The residual effect of the Middle Ages reverberate into Islamic countries where women are often beaten for not wearing a veil over their face and/or scarf over their hair. “In some Jewish Orthodox communities a woman cannot get a divorce without the agreement of her husband” (Paymar, p. 38). Women are burned in India if they are unable to bring an acceptable dowry into their new families. Women in Afghanistan cannot work, get an education, or leave their home without a male escort. There are Latin American cultures where husbands are allowed to have mistresses while the women are shamed for engaging in the same behavior. Additionally, jealous rage is an acceptable defense for a man in some Latin countries to justify assault or murder against a woman. “Southeastern Asian women and girls are virtually enslaved in brothels, coerced into providing sex to local men” (Paymar, p. 38). The examples go on and on.

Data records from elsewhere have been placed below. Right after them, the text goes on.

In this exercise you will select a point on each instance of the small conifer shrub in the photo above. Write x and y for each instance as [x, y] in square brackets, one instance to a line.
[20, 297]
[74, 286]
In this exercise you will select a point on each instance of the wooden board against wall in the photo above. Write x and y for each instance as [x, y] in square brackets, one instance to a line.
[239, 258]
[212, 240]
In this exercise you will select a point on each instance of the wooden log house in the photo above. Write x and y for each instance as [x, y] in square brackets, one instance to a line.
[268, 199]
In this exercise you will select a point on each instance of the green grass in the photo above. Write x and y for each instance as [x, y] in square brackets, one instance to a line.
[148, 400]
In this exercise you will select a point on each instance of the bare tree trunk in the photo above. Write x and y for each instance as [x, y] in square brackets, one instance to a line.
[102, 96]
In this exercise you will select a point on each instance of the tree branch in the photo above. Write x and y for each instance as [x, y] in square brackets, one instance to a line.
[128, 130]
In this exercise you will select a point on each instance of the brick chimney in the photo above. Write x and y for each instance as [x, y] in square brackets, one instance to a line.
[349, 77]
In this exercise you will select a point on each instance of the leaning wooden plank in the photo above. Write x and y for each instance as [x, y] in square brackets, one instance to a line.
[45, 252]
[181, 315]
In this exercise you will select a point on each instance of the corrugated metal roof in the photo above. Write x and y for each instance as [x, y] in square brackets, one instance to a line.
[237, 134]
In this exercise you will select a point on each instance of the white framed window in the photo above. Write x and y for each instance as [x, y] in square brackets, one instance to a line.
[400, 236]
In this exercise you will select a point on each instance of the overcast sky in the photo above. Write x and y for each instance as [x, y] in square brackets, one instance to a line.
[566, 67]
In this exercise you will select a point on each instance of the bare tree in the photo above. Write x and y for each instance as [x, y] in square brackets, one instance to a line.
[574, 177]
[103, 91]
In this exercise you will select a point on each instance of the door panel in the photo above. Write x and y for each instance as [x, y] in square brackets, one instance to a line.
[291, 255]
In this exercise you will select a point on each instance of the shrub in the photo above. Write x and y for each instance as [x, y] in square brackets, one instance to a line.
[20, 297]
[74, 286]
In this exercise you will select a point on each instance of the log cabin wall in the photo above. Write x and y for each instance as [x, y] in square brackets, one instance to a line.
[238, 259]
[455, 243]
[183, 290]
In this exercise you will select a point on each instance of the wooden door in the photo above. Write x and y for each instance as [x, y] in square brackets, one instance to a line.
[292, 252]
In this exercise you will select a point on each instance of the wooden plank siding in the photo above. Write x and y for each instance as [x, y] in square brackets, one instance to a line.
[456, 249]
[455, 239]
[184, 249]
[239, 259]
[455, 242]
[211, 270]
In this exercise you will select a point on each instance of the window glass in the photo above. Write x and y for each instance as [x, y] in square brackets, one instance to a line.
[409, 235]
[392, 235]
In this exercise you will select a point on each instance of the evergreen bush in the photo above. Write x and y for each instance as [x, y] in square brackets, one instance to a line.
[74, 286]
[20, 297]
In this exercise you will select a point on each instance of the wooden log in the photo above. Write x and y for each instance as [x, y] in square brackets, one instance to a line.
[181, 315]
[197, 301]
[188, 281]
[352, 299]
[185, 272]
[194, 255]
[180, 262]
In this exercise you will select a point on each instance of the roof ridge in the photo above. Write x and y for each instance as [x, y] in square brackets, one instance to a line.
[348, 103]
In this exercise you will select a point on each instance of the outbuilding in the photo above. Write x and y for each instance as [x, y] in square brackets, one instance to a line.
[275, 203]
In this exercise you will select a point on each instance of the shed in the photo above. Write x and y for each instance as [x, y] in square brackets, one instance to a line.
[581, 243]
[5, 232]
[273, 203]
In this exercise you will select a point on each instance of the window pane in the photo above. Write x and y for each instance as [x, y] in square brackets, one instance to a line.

The aforementioned examples illustrates patriarchal domination as the linchpin of domestic violence. Whether it is in the family unit or the corporate world, male-driven social control is everywhere, and the root cause of domestic violence. In the U.S. alone, male batterers make up 95% percent of domestic violence cases (U.S. Dept. of Justice). Additionally, in the U.S. over “sixteen hundred women are killed by their husbands and boyfriends, and a woman is raped every five minutes by a stranger, acquaintance, or husband” (U.S. Dept. of Justice).

Michael Kimmel, author of Manhood in America, asserts that the root cause goes beyond a man having a personal or family history associated with domestic violence. Kimmel states that it is “really the cultural legacy” that men carry with them without even realizing it. Kimmel argues that this cultural historical legacy is like a “knapsack of privilege” that men carry, and many are either blindingly or knowingly abusive with it.

Sometimes the “knapsack of privilege” that a man wears is living in a sexist society and getting away with rape or abuse or derogatory treatment, other times it can be as subtle as walking down a street alone at night, when most women would have some legitimate concern about walking alone at night.

Violence against women will diminish when men relinquish the notion of having a superior position over women. Countless studies, including a 2013 in the Journal of Personality and Social Psychology, conclude that men experience a lower self-esteem when their partners succeed, much lower than when they failed. The study also revealed that women on the other hand, do not experience the same loss of self-esteem. Many men, in other words, feel inadequate as a man when they are economically and/or intellectually outperformed by their partner. According to Safe Haven Ministries, one of the reasons men batter is from the loss they feel when they are outperformed by their partner. However, with focused applied intention, batters can change!

Here are some tips men can use to transform themselves and produce a positive impact on their family, community, and culture:

Seeking nonviolent means to resolve conflict (from the wheel of nonviolence).

  1. Negotiation and Fairness: Be willing to change, to compromise, to find ways that are mutually satisfying within the relationship.
  2. Nonthreatening behavior: Allow your significant other to be who they are without making them feel threatened or belittled over it.
  3. Respect: Listening to your spouse non-judgementally, value her opinion, affirm her emotions. Be understanding.
  4. Share Responsibilities: Agree on a fair distribution of work.
  5. Economic Partnership: Make financial decisions together. Make sure both partners benefit from financial arrangements.
  6. Honesty and Accountability: Admit being wrong, accept responsibility for your actions, communicate truthfully and openly.
  7. Trust and Support: Support her goals, respect her right to her own feelings, friends, activities, and opinions.

Commit yourself to respect, nurture, encourage and uphold you and your spouse’s physical, mental, emotional, spiritual, and psychological well-being, each and every day.